While on their way to the woods, they almost hit a dog. The dog flips out and attacks her older dog, but she manages to pull them apart. Once they get to the woods though, her friends keep talking about her behind her back and acting like typical teen girls. When one of the friends gets attacked by a wild dog, the other runs off in fear. Rosalyn gets her friend to relative safety, only to get attacked by yet another dog.

This mimics the exact same thing happening all over their small town. Dave just barely manages to save one of the woman picking fruit in the orchard where he works, and Sara sees a seeing eye dog attack his owner. It seems like there is something about the meteors that made all the dogs go crazy. Rosalyn, still dragging her poor unaffected dog around with her, suddenly realizes that her stepmother isn't actually that terrible and decides to find her and her sister while her father and stepmom are on the hunt for their families too.

Between watching Northern Exposure as a kid and watching the entire run of Numbers on Netflix, I'm not sure that there is anything Rob Morrow is in that I won't watch. After seeing that he received top billing in this one, I kept waiting for him to show up, but he's really only in a few key scenes and then randomly shows up again towards the end. It also has Kelly Rutherford in it, who I still love from the old Melrose Place days.
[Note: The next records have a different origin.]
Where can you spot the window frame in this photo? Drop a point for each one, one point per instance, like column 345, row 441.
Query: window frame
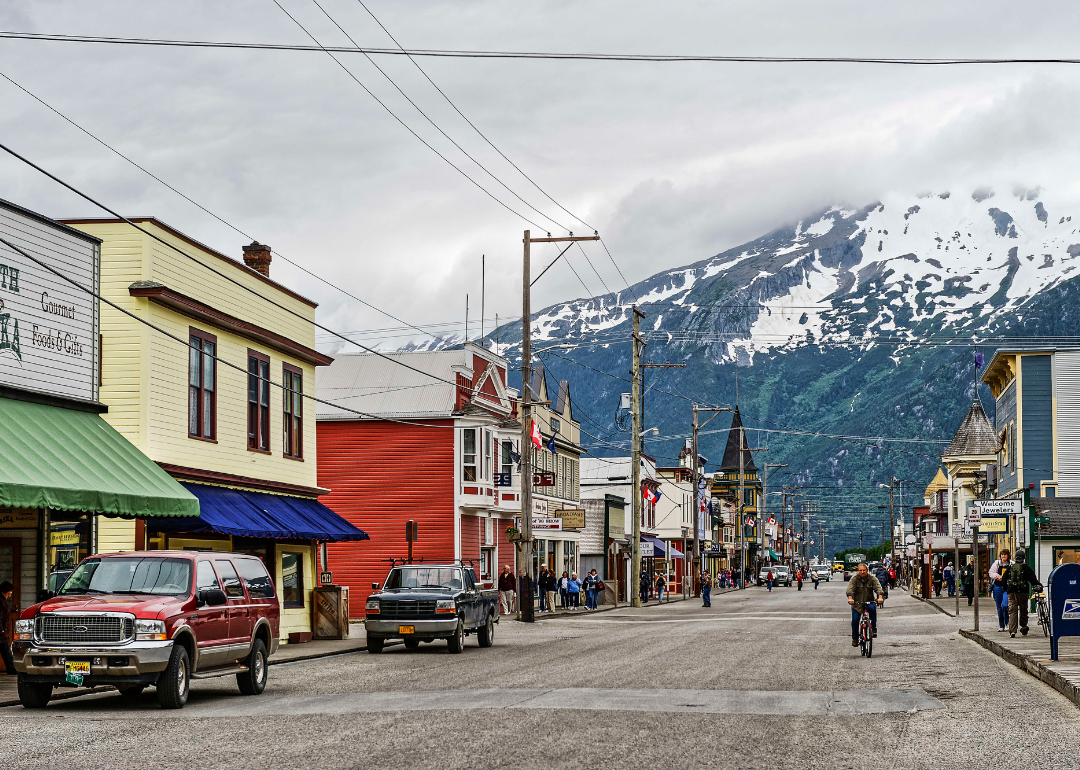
column 292, row 419
column 261, row 430
column 203, row 337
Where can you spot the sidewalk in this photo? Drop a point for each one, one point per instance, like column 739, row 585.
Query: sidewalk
column 285, row 653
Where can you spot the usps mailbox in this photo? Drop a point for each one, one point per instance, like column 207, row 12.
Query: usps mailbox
column 1063, row 588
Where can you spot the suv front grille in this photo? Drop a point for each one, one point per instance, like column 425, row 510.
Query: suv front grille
column 409, row 609
column 79, row 629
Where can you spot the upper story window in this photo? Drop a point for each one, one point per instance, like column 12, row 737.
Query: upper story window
column 293, row 401
column 469, row 455
column 202, row 386
column 258, row 402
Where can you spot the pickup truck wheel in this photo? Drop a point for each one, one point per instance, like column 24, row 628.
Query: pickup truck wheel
column 254, row 680
column 485, row 636
column 457, row 643
column 32, row 694
column 175, row 681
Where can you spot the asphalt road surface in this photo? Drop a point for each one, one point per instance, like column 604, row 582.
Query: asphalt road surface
column 759, row 679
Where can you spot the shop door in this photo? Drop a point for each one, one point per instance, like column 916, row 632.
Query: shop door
column 11, row 569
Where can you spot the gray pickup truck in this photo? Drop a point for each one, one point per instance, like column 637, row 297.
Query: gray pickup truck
column 427, row 602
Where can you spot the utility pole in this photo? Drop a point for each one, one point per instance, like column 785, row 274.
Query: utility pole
column 525, row 608
column 635, row 461
column 699, row 491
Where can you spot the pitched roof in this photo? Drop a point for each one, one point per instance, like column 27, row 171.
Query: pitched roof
column 1064, row 514
column 730, row 461
column 974, row 436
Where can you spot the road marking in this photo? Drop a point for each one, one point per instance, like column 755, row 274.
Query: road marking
column 754, row 702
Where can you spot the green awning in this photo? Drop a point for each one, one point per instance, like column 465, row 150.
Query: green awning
column 71, row 460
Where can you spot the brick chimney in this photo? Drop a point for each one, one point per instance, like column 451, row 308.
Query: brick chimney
column 257, row 257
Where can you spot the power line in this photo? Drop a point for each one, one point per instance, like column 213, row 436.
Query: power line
column 534, row 54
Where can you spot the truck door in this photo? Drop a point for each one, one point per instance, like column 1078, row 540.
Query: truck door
column 210, row 624
column 240, row 623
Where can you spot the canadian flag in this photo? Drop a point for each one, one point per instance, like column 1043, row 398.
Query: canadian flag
column 537, row 437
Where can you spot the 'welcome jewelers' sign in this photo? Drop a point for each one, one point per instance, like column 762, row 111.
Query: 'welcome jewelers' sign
column 48, row 326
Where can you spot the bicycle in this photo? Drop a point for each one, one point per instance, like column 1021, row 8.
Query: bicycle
column 1043, row 611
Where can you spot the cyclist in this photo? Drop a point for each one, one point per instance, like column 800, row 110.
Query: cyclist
column 1016, row 578
column 862, row 590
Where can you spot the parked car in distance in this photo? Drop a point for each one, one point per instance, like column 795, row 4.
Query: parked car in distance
column 143, row 618
column 427, row 602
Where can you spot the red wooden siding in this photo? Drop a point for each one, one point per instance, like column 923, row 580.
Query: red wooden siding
column 381, row 475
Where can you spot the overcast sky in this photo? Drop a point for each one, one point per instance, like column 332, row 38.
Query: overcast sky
column 672, row 162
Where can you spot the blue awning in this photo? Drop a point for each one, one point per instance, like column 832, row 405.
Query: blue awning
column 660, row 549
column 251, row 514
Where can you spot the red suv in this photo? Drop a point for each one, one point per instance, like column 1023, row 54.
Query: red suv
column 157, row 618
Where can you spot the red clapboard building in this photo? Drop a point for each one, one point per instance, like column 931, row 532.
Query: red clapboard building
column 418, row 435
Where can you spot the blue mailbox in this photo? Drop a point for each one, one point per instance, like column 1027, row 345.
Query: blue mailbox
column 1063, row 589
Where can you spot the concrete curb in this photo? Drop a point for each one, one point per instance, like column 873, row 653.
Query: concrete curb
column 1024, row 663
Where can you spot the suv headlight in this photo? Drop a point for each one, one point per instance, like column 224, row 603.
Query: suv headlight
column 150, row 630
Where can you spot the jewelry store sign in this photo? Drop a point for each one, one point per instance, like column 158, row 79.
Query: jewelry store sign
column 49, row 326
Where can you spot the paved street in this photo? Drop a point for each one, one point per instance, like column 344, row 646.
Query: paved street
column 759, row 678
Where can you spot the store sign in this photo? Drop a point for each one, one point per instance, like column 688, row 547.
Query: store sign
column 572, row 518
column 17, row 518
column 48, row 327
column 548, row 524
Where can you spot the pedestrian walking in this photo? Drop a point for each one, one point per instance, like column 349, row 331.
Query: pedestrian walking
column 998, row 588
column 968, row 581
column 549, row 585
column 7, row 609
column 1017, row 579
column 508, row 590
column 592, row 583
column 574, row 591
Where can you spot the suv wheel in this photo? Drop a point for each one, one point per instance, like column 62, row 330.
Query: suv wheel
column 34, row 694
column 457, row 643
column 254, row 680
column 175, row 681
column 485, row 636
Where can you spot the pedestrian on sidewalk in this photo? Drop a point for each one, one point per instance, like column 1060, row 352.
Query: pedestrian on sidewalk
column 7, row 608
column 574, row 591
column 968, row 581
column 592, row 585
column 1017, row 578
column 508, row 588
column 548, row 585
column 998, row 588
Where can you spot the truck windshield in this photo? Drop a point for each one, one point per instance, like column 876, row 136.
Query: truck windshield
column 424, row 578
column 167, row 577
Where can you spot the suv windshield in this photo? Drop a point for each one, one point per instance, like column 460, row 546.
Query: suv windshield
column 424, row 578
column 167, row 577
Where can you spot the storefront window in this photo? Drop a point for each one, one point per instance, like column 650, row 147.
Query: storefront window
column 292, row 579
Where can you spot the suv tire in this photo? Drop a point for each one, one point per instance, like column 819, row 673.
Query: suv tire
column 457, row 643
column 34, row 694
column 175, row 681
column 485, row 635
column 254, row 680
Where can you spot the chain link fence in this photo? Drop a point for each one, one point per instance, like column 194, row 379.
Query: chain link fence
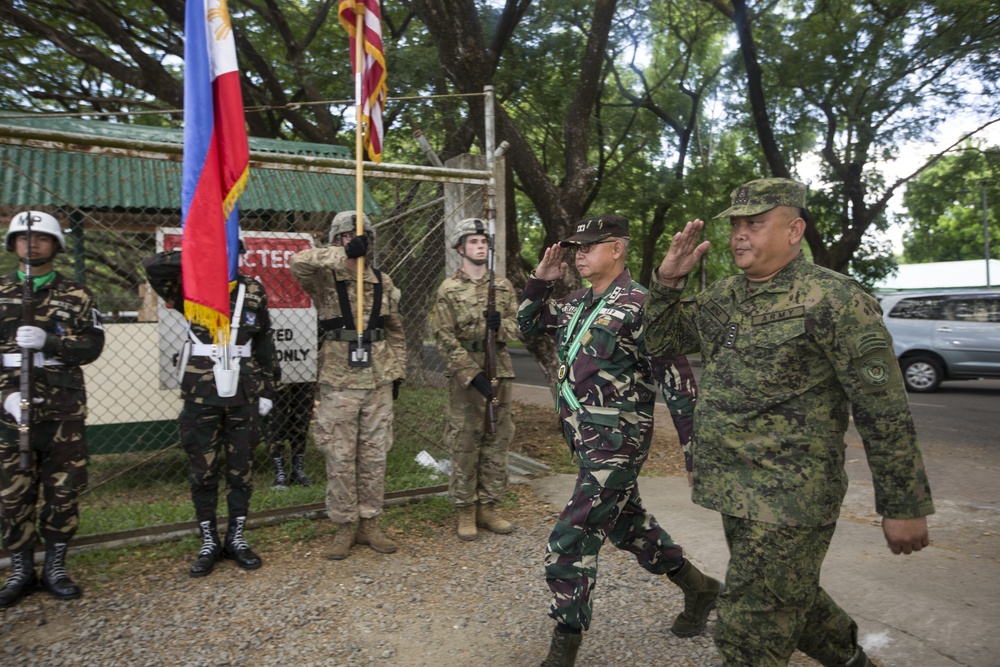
column 117, row 192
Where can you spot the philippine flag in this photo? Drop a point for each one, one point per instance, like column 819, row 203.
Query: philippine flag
column 216, row 164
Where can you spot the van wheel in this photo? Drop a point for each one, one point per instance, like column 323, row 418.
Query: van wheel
column 921, row 374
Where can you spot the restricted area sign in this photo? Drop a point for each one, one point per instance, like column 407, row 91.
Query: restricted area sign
column 293, row 316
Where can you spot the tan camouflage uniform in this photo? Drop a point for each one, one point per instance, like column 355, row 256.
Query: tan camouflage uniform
column 785, row 362
column 479, row 461
column 354, row 418
column 68, row 312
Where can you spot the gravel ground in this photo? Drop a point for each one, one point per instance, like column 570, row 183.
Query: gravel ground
column 437, row 601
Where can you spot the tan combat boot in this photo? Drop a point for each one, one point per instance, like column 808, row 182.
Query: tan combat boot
column 489, row 520
column 700, row 593
column 467, row 523
column 369, row 533
column 563, row 649
column 342, row 542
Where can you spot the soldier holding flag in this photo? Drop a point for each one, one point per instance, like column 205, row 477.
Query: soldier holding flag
column 479, row 460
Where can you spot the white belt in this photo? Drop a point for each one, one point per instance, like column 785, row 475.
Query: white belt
column 206, row 350
column 13, row 360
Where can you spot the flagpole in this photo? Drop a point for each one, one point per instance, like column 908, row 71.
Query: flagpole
column 359, row 199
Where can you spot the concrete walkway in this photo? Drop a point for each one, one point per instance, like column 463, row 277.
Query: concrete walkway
column 937, row 608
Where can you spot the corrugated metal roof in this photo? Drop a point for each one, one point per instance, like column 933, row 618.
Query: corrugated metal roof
column 32, row 176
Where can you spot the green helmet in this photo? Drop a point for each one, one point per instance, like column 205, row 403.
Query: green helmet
column 465, row 228
column 345, row 221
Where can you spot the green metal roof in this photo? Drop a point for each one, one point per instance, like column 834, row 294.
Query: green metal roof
column 31, row 176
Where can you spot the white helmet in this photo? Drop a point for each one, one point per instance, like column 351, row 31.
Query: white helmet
column 40, row 222
column 345, row 221
column 465, row 228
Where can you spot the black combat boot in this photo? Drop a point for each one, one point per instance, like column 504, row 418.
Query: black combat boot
column 55, row 579
column 211, row 549
column 22, row 580
column 280, row 478
column 236, row 546
column 563, row 649
column 298, row 470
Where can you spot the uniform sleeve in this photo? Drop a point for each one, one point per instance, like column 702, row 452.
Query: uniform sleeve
column 460, row 362
column 671, row 324
column 164, row 273
column 860, row 349
column 537, row 314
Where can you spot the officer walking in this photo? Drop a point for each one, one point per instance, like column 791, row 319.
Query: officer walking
column 357, row 383
column 789, row 351
column 65, row 333
column 479, row 460
column 606, row 397
column 220, row 426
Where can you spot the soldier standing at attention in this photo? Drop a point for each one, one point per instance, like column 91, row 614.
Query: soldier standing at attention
column 479, row 460
column 219, row 429
column 788, row 350
column 606, row 398
column 354, row 417
column 65, row 333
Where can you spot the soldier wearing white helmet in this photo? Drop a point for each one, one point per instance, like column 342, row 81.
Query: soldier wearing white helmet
column 353, row 426
column 63, row 334
column 478, row 478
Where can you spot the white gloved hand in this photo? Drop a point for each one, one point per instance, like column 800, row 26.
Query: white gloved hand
column 12, row 404
column 30, row 338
There were a few things that drove me nuts about this movie. The first is Shep, the poor old dog. The dog's first scene shows him running around like crazy and acting like a puppy. Five seconds later she starts talking about how he's old, can barely see, and can hardly hear. Yet somehow this dog who is near death's door and supposedly may die by the end of the night has no problem following her around and coming whenever she calls its name.

Then we have the issue with her mom. Rosalyn keeps acting like her mom died but then says that she can ask her mother for help paying for college. Which is it, is she dead or just a deadbeat who apparently never talks to her daughter?

As for special effects, it's about what you would expect for a made for television movie on SyFy. We get a lot of moments where a dog runs towards a person, the camera pans away, and then it goes back to show someone laying mangled on the floor or the ground. I do have to give it up though for the mean spirited neighbor getting eaten by his tiny little yappy dog while old Shep makes it through to the very end. Though I have a fondness for bad made for TV movies, Night of the Wild was almost too bad for me.